Edge indexing determined by the partitioning algorithm

symmetry is specified then – will be discussed in the latter post(s)

IO Functions

loadModel Function

loads a static mesh from the file.

Ideas To develop (TODO)

Polygon Spit hints

We should delay splitting the polygon as much as possible.
Even more abstract would allow polygons with holes in the system. However that is unnecessarily complex and is potentially a problem. For instance non-trivial triangulation.

Selectors

Edge selectors, vertex selectors, indexed based on the symmetry relationships.

Grid operation creates crossroads with custom centre and subtracts it from the square polygon resulting in a one path region and 4 non-walkable regions.

Extract the place holder for the fountain in at the centre of the crossroads. (Alternatively: just place the fountain in the centre)

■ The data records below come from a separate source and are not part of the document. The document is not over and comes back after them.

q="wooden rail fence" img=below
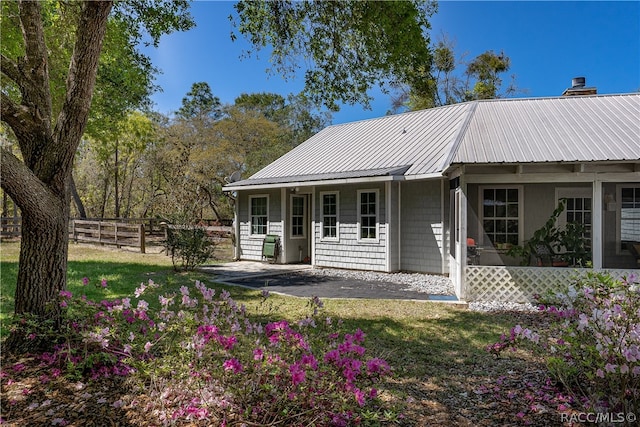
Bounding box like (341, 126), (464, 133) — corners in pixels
(69, 219), (146, 253)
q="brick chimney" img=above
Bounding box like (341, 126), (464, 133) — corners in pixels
(562, 77), (598, 96)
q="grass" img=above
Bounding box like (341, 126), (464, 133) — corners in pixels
(0, 242), (544, 425)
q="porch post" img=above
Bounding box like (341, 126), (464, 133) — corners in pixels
(591, 178), (604, 269)
(280, 187), (290, 264)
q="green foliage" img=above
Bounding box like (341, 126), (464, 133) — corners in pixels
(393, 38), (519, 110)
(163, 226), (215, 270)
(177, 82), (221, 120)
(496, 272), (640, 425)
(236, 0), (436, 111)
(507, 199), (590, 266)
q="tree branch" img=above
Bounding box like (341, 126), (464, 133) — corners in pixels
(0, 148), (61, 222)
(0, 93), (36, 156)
(0, 55), (22, 83)
(54, 1), (113, 148)
(14, 1), (52, 127)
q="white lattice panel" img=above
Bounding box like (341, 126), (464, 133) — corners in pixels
(464, 266), (640, 302)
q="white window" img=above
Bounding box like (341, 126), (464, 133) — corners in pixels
(617, 184), (640, 250)
(249, 196), (269, 236)
(480, 187), (522, 246)
(320, 192), (340, 241)
(291, 195), (306, 238)
(556, 187), (593, 247)
(358, 190), (378, 240)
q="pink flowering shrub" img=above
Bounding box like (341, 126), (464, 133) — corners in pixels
(12, 281), (396, 426)
(488, 273), (640, 422)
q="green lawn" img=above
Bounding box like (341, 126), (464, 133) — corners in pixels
(0, 242), (552, 425)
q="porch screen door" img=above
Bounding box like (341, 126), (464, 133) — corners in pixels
(556, 188), (593, 247)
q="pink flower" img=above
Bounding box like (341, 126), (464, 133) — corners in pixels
(289, 363), (306, 386)
(222, 359), (242, 374)
(353, 388), (364, 406)
(367, 357), (391, 375)
(253, 348), (264, 360)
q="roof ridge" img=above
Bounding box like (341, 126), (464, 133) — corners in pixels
(440, 101), (479, 172)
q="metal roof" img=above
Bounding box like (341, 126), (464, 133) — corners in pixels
(451, 94), (640, 164)
(225, 94), (640, 189)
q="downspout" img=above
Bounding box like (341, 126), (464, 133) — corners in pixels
(591, 176), (604, 269)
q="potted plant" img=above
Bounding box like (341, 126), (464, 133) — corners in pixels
(507, 199), (589, 267)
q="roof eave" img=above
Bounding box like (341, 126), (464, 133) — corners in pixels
(222, 175), (406, 192)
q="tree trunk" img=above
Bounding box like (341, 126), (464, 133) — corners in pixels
(0, 1), (112, 350)
(15, 196), (69, 320)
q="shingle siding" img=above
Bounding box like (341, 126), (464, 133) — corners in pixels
(400, 181), (444, 273)
(314, 185), (387, 271)
(237, 189), (283, 261)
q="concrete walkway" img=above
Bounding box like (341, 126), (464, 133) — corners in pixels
(199, 261), (312, 282)
(200, 261), (466, 306)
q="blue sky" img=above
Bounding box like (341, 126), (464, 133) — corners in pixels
(144, 0), (640, 124)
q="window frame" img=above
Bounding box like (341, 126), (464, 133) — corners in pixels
(320, 191), (340, 242)
(248, 194), (269, 238)
(477, 185), (525, 247)
(356, 189), (380, 243)
(289, 194), (309, 240)
(615, 183), (640, 255)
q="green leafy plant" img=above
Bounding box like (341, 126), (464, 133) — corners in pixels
(487, 272), (640, 425)
(163, 226), (215, 271)
(507, 198), (590, 266)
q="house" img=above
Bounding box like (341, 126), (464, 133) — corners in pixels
(224, 82), (640, 301)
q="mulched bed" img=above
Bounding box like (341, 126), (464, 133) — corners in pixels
(0, 313), (562, 427)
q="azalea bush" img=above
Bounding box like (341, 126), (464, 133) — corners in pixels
(5, 280), (398, 426)
(488, 273), (640, 422)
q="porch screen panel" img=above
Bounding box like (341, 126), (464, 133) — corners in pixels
(620, 187), (640, 249)
(250, 196), (268, 235)
(482, 188), (520, 245)
(291, 196), (304, 237)
(565, 197), (591, 246)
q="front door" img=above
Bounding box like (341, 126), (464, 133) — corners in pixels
(286, 194), (310, 263)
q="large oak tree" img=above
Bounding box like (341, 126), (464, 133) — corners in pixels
(0, 0), (435, 348)
(0, 0), (190, 347)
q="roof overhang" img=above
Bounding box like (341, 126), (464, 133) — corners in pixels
(222, 165), (411, 191)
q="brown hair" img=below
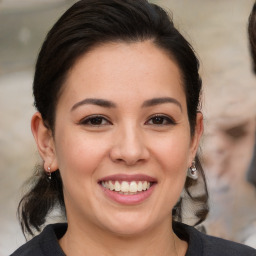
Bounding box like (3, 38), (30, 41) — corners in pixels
(18, 0), (208, 234)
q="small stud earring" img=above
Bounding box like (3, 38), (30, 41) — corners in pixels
(187, 161), (198, 180)
(47, 166), (52, 180)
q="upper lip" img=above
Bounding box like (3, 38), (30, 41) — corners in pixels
(99, 174), (157, 182)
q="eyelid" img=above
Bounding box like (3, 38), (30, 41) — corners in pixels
(145, 114), (177, 126)
(78, 114), (112, 127)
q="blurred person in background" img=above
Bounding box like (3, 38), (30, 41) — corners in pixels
(12, 0), (256, 256)
(248, 0), (256, 187)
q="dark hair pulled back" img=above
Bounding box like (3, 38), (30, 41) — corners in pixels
(18, 0), (208, 234)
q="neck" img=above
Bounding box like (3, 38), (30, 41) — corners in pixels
(60, 218), (186, 256)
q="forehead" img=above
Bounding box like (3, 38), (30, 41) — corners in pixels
(59, 41), (185, 106)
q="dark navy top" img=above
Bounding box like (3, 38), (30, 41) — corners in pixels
(11, 222), (256, 256)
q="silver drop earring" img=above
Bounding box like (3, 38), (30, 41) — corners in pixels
(47, 166), (52, 180)
(187, 161), (198, 180)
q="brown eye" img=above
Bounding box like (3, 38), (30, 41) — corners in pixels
(146, 115), (175, 125)
(81, 116), (111, 126)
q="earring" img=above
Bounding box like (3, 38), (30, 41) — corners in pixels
(187, 161), (198, 180)
(47, 166), (52, 180)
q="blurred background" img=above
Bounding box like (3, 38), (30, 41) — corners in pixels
(0, 0), (256, 256)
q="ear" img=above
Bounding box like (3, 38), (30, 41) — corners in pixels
(31, 112), (58, 172)
(189, 112), (204, 166)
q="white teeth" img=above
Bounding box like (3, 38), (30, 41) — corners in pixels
(142, 181), (148, 190)
(115, 181), (121, 191)
(137, 181), (142, 191)
(101, 180), (150, 195)
(121, 181), (130, 192)
(130, 181), (138, 193)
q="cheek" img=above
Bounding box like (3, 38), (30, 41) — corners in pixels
(56, 132), (106, 179)
(151, 133), (190, 175)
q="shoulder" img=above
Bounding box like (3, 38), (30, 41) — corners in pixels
(10, 223), (67, 256)
(200, 233), (256, 256)
(174, 223), (256, 256)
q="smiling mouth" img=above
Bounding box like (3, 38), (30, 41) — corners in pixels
(100, 180), (154, 195)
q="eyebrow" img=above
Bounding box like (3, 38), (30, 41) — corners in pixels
(142, 97), (182, 111)
(71, 97), (182, 111)
(71, 98), (116, 111)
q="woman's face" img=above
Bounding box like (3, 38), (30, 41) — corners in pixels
(47, 41), (202, 235)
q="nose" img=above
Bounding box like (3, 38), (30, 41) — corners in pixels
(110, 126), (150, 166)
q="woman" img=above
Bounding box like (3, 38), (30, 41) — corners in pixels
(10, 0), (255, 256)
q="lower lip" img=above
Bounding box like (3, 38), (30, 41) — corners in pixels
(100, 183), (156, 205)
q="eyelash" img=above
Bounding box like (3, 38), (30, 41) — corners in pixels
(79, 115), (112, 127)
(146, 114), (176, 126)
(79, 114), (176, 127)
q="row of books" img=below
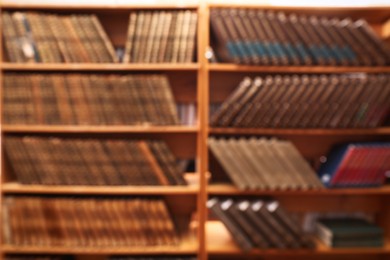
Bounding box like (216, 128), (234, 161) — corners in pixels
(208, 137), (323, 190)
(2, 196), (179, 248)
(315, 218), (384, 248)
(3, 73), (180, 125)
(123, 10), (197, 63)
(4, 255), (197, 260)
(1, 12), (118, 63)
(4, 136), (186, 185)
(207, 198), (315, 251)
(210, 8), (390, 66)
(177, 103), (197, 126)
(319, 142), (390, 187)
(210, 74), (390, 128)
(109, 256), (197, 260)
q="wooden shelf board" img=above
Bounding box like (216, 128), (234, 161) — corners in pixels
(206, 221), (390, 256)
(0, 62), (200, 71)
(2, 182), (199, 195)
(209, 127), (390, 135)
(207, 184), (390, 196)
(206, 63), (390, 73)
(2, 125), (198, 134)
(0, 0), (198, 10)
(1, 242), (198, 255)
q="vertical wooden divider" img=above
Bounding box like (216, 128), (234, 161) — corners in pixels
(0, 4), (5, 260)
(197, 0), (208, 260)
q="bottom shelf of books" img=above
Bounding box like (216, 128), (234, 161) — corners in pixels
(2, 195), (198, 255)
(206, 197), (390, 259)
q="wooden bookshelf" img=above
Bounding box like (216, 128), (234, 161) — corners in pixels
(208, 63), (390, 74)
(206, 221), (390, 257)
(2, 182), (199, 195)
(0, 62), (199, 71)
(209, 127), (390, 136)
(0, 0), (390, 260)
(3, 125), (199, 134)
(207, 184), (390, 196)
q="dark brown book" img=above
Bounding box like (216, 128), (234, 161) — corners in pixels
(148, 141), (186, 185)
(142, 11), (159, 63)
(167, 11), (185, 63)
(176, 10), (192, 62)
(70, 15), (103, 63)
(1, 12), (25, 62)
(340, 19), (386, 66)
(88, 14), (118, 62)
(233, 138), (267, 189)
(210, 77), (252, 126)
(329, 18), (372, 66)
(207, 138), (247, 190)
(276, 12), (314, 66)
(221, 79), (258, 126)
(210, 8), (240, 63)
(261, 76), (298, 127)
(301, 17), (337, 66)
(4, 137), (36, 184)
(135, 11), (154, 63)
(224, 139), (263, 190)
(156, 11), (177, 62)
(309, 16), (349, 66)
(61, 16), (89, 63)
(257, 10), (289, 65)
(150, 11), (166, 63)
(221, 199), (268, 249)
(183, 11), (198, 63)
(267, 201), (315, 249)
(229, 8), (260, 65)
(354, 19), (390, 65)
(273, 75), (317, 128)
(238, 200), (286, 249)
(232, 77), (265, 127)
(240, 76), (273, 127)
(251, 200), (299, 248)
(207, 198), (253, 251)
(123, 11), (139, 63)
(265, 11), (301, 66)
(47, 14), (74, 63)
(252, 76), (284, 127)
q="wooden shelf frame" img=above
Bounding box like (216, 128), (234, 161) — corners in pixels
(2, 182), (199, 196)
(207, 184), (390, 196)
(0, 0), (390, 260)
(3, 125), (199, 134)
(206, 221), (390, 257)
(209, 127), (390, 136)
(0, 62), (200, 72)
(208, 63), (390, 74)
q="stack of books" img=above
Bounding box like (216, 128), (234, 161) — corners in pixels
(108, 256), (197, 260)
(2, 196), (179, 248)
(316, 218), (384, 247)
(4, 136), (185, 185)
(4, 255), (74, 260)
(319, 142), (390, 188)
(207, 198), (315, 251)
(208, 137), (323, 190)
(3, 73), (179, 125)
(123, 10), (197, 63)
(210, 8), (390, 66)
(210, 74), (390, 128)
(1, 12), (118, 63)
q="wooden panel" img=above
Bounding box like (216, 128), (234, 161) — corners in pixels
(206, 221), (390, 259)
(210, 5), (390, 23)
(166, 71), (197, 103)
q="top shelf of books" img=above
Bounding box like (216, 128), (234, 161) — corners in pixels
(0, 0), (199, 11)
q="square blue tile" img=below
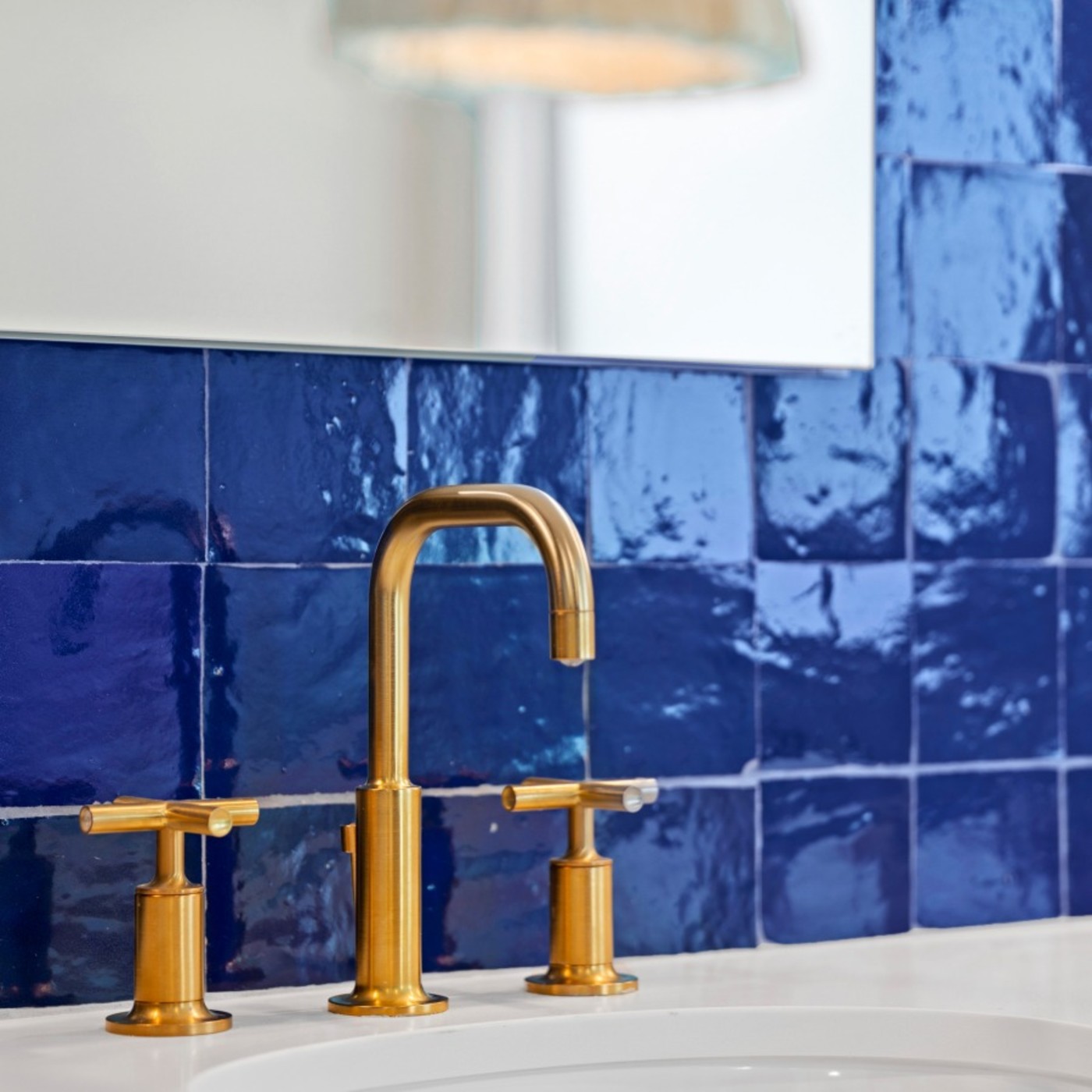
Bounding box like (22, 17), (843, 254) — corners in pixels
(0, 816), (154, 1005)
(1062, 175), (1092, 363)
(874, 155), (909, 358)
(877, 0), (1056, 163)
(912, 360), (1056, 560)
(410, 360), (587, 565)
(410, 566), (590, 786)
(1058, 371), (1092, 557)
(596, 789), (756, 958)
(0, 339), (205, 562)
(914, 565), (1058, 762)
(917, 770), (1059, 928)
(204, 566), (369, 796)
(1065, 770), (1092, 914)
(756, 563), (912, 767)
(1058, 0), (1092, 166)
(754, 361), (909, 560)
(1062, 569), (1092, 754)
(0, 565), (201, 806)
(208, 352), (407, 562)
(205, 805), (356, 993)
(590, 368), (753, 565)
(762, 778), (909, 944)
(907, 165), (1062, 363)
(590, 566), (754, 778)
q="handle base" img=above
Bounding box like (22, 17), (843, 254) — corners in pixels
(327, 991), (448, 1016)
(524, 963), (638, 997)
(106, 1002), (232, 1037)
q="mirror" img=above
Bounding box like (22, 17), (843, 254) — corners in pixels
(0, 0), (874, 368)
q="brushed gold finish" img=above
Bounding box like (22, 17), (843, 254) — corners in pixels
(502, 778), (660, 997)
(328, 485), (595, 1016)
(80, 796), (259, 1037)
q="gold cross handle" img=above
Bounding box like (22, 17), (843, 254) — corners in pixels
(500, 778), (660, 997)
(80, 796), (259, 1035)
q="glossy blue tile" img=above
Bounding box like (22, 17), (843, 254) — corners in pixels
(1058, 371), (1092, 557)
(914, 565), (1058, 762)
(204, 566), (369, 796)
(0, 565), (200, 806)
(877, 0), (1056, 163)
(0, 339), (204, 562)
(907, 165), (1062, 363)
(912, 360), (1056, 559)
(205, 805), (355, 989)
(876, 0), (907, 155)
(590, 368), (753, 563)
(874, 155), (909, 360)
(756, 563), (912, 767)
(762, 778), (909, 944)
(1058, 0), (1092, 166)
(754, 361), (909, 560)
(410, 360), (587, 565)
(208, 352), (407, 562)
(0, 816), (155, 1005)
(421, 796), (567, 971)
(1062, 175), (1092, 363)
(1065, 770), (1092, 914)
(1062, 569), (1092, 754)
(410, 566), (585, 785)
(590, 566), (754, 778)
(596, 789), (756, 956)
(917, 770), (1059, 928)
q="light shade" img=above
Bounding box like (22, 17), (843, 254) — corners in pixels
(330, 0), (800, 95)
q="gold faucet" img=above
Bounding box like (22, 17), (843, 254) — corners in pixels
(80, 796), (257, 1035)
(500, 778), (660, 997)
(328, 485), (595, 1016)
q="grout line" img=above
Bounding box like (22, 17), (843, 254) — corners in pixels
(6, 754), (1092, 822)
(201, 349), (212, 563)
(899, 353), (922, 928)
(6, 552), (1092, 571)
(1055, 566), (1070, 916)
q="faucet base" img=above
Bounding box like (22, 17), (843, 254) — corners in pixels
(106, 1002), (232, 1037)
(327, 994), (448, 1016)
(523, 963), (638, 997)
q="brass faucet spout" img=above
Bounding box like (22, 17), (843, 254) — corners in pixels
(368, 485), (595, 786)
(330, 485), (595, 1016)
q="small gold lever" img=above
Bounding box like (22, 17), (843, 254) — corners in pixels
(502, 778), (660, 997)
(80, 796), (257, 1035)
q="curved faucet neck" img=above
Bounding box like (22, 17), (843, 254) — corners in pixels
(368, 485), (595, 789)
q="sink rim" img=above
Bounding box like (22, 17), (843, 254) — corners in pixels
(186, 1005), (1092, 1092)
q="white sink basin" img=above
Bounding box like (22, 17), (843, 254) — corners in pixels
(189, 1008), (1092, 1092)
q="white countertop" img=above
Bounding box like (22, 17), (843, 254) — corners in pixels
(6, 918), (1092, 1092)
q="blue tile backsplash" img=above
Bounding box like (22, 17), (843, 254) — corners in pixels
(8, 0), (1092, 1005)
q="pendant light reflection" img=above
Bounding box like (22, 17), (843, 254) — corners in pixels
(330, 0), (800, 98)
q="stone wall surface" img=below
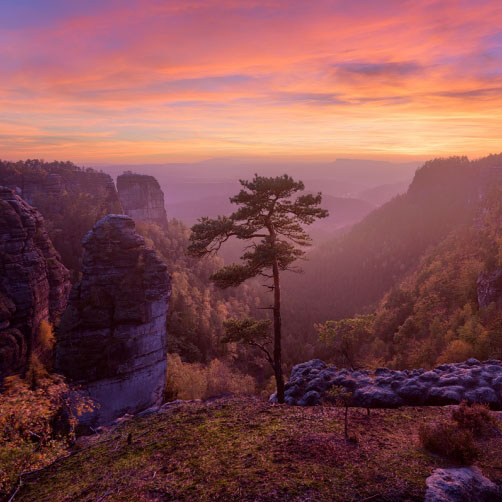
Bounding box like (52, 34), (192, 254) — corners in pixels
(11, 169), (122, 213)
(56, 215), (171, 425)
(271, 358), (502, 410)
(0, 187), (71, 379)
(117, 173), (167, 226)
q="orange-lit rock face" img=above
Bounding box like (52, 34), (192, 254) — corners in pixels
(56, 215), (171, 424)
(117, 173), (167, 227)
(0, 187), (71, 378)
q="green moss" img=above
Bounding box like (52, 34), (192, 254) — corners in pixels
(17, 398), (502, 502)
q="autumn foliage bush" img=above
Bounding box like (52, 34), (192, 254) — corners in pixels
(0, 321), (93, 499)
(0, 369), (91, 498)
(165, 354), (255, 400)
(418, 421), (478, 465)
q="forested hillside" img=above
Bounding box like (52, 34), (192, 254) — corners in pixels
(284, 155), (502, 365)
(346, 180), (502, 368)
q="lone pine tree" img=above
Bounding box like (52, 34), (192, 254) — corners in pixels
(188, 174), (328, 403)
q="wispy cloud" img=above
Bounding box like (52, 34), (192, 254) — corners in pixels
(0, 0), (502, 161)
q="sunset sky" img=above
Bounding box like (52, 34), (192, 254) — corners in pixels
(0, 0), (502, 163)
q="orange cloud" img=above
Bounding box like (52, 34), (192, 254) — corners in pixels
(0, 0), (502, 162)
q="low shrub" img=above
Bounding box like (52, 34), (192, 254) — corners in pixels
(164, 354), (255, 400)
(418, 421), (478, 465)
(0, 372), (92, 499)
(451, 401), (495, 436)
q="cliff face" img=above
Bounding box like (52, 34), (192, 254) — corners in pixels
(19, 171), (122, 213)
(56, 215), (171, 424)
(0, 187), (71, 379)
(117, 173), (167, 226)
(0, 160), (122, 213)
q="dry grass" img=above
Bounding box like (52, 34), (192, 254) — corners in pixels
(16, 398), (502, 502)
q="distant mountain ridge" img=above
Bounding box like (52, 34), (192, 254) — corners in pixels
(283, 155), (502, 362)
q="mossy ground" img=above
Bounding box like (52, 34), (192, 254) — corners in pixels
(15, 397), (502, 502)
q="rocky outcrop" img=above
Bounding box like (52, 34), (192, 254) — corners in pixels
(0, 187), (71, 379)
(56, 215), (171, 425)
(477, 269), (502, 307)
(271, 359), (502, 409)
(425, 467), (502, 502)
(0, 160), (122, 213)
(20, 170), (122, 213)
(117, 173), (167, 227)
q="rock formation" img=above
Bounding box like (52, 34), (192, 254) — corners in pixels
(55, 215), (171, 424)
(271, 358), (502, 409)
(117, 173), (167, 227)
(425, 467), (502, 502)
(17, 170), (122, 213)
(0, 187), (71, 379)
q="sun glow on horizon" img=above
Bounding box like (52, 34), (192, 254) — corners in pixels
(0, 0), (502, 163)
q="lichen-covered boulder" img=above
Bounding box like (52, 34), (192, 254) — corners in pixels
(271, 358), (502, 409)
(56, 215), (171, 425)
(425, 467), (502, 502)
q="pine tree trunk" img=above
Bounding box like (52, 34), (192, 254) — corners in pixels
(272, 260), (284, 403)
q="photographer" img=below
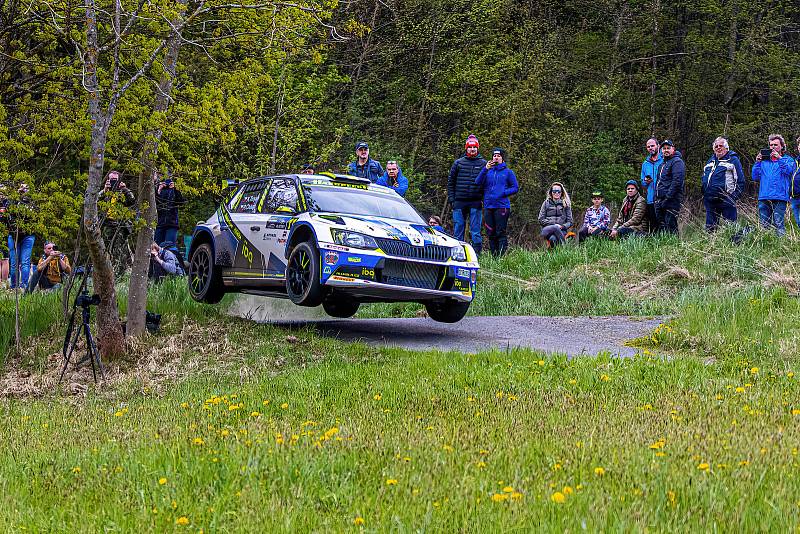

We deal with each of the 4 non-walkable regions by applying the same operation, mirrored against the paths accordingly. We use Peel operation to split the outer edge into a L-shaped polygon. It is subsequently filled with trees

Ground area for the tree is inserted in the inner park polygon which represents a Grass Area. To avoid holes (see previous post) the Grass Area is split in two.

Finally bush volumes are added. This is done by parametrising the perimeter of the containing polygon and contracting it. Arbitrary subset of the perimeter can be used to create a path which is then extruded into a volume.

Placement of trees and fountains as external models is performed at the end (picture not shown).

For this example the grammar shall look like this:

Because of high rate of occurrence of the circular structures in the park, it is reasonable to introduce an operator that breaks the region of the park along the circle.

A simple example is where a circle is placed somewhere randomly within the park with the minimal radius between the circle and the park boundary. Rays are then cast towards the boundary of the Park.

Rays can be cast towards the corners of the park, as can be seen in the last (4th) picture.

Termination condition for the rays are when the region boundary are met.

The center can be extruded into a custom shape – which can be in turn another region as can be seen in the first picture.

Because the Free-Form Construction using Grammar is quite a complex topic, we limit ourselves to the simple techniques.

The picture above is of a park constructed between blocks of flats in Manhattan.

Construction process is proposed to proceed by first scattering circles within the region with the specified radius that should not come in contact with one another or the boundary.

Afterwards we grow the regions starting from the circle centre points, resulting in Voronoi regions.

The resulting boundary can be varied by offsetting it with random values along the averaged normal.

Individual regions are contracted and smoothed out. The space between the regions is the path. Separated regions are populated previously described techniques.

Rule Example:

Region -> VoronoiSmoothed(CircleRegions) { SmoothRegions } { Path }

In the second grid the size is omitted. Which is fine because the size parameters are given in curly braces – let the grammar decide how many regions it should split the park into. Empty second struct means no paths in between.